One of my goals was to attend the temple weekly.  I picked Friday afternoon as my ritual time.  My temple is the Jordan River Temple.  Even though I’ve lived here a year, I’ve never been to that temple, because I’ve always believed that the Salt Lake Temple is the one and only true temple, and I was willing to drive a half hour to get there.  Now that I had decided to attend weekly, I thought it easier to keep the goal if I only drove five minutes down the hill.

So one Friday, I started down said hill, turned left on Bangerter Highway, turned right and made my way to Redwood Road.  Lo and behold, the temple was nowhere to be seen.  It had disappeared.  I became anxious.  Here I had decided to do this “good” thing, to attend the temple, the Jordan River Temple, no less, and I couldn’t find it.  I had seen it every single day and now, while I was full of righteous desires, the temple had disappeared in a cloud.

I remembered what Tom had told me about his mission:  that whenever someone was to be baptized, a crisis always arose during the week before the baptism. He and his companion would stop by the newly converted’s house and pray with them each night to avoid some overwhelming disruption.

I drove up and down Redwood Road, flummoxed.  I decided to drive back up the hill and have a look down at the valley again.  I did this and found the temple had reappeared further south than I remembered it to be.  I found it, went inside and was overcome with how drab the interior of the temple was.   Don’t think about it, I thought.  That isn’t what’s important.  But to tell you the truth, space, light and beauty matter a lot to me, and so I spent half the session praying to overcome my sensibilities.

The next week, I noticed none of this.  I paid it no mind.

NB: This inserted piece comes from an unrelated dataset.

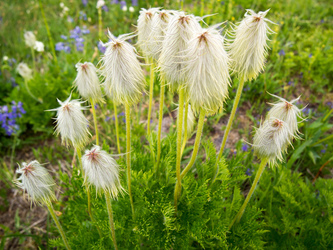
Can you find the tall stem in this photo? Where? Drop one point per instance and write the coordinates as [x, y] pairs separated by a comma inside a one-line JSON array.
[[95, 120], [256, 179], [109, 207], [117, 126], [160, 119], [61, 231], [179, 140], [151, 91], [231, 118], [128, 153]]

I felt good about my decision to attend the temple weekly.  I felt like I was making some spiritual progress.

Then Sunday came.  Sacrament meeting was okay.  Sunday School was spectacular, but I thought my brain would explode in Relief Society, where the lesson was on Elder Uchdorf’s talk, “Lift Where You Stand.”  Once again, I had to hear the story of John Moyle, stone mason, who walked 22 miles each Monday to work on the Salt Lake Temple and back again on Friday nights.  (He had to set out at two in the morning).  Then he had an accident and doctors had to amputate his leg.  He carved  himself a wooden leg, practiced using it, until he could walk the 22 miles again, only this time in agonizing pain.

I liked this story the first time I heard it, but last Sunday I felt like I could never do enough.  Going to the temple once a week?  Big deal.  Reading scriptures?  Big deal.  Being kind?  Very big deal.  I collapsed under the weight of that amputated leg and those 22 miles.  I wanted to fall forward off my chair and foam at the mouth.  I didn’t, of course.  I exaggerated the whole thing to Tom and then later that day to my home teacher, who was thoroughly entertained.

Indeed, nothing is ever good enough.  Otherwise, we wouldn’t need a savior. What business do I have competing with John Moyle or he with me?  What business do I have competing spiritually with anyone at all?  Life isn’t a speedball game.

Spring:  it’s a time of renaissance and getting real.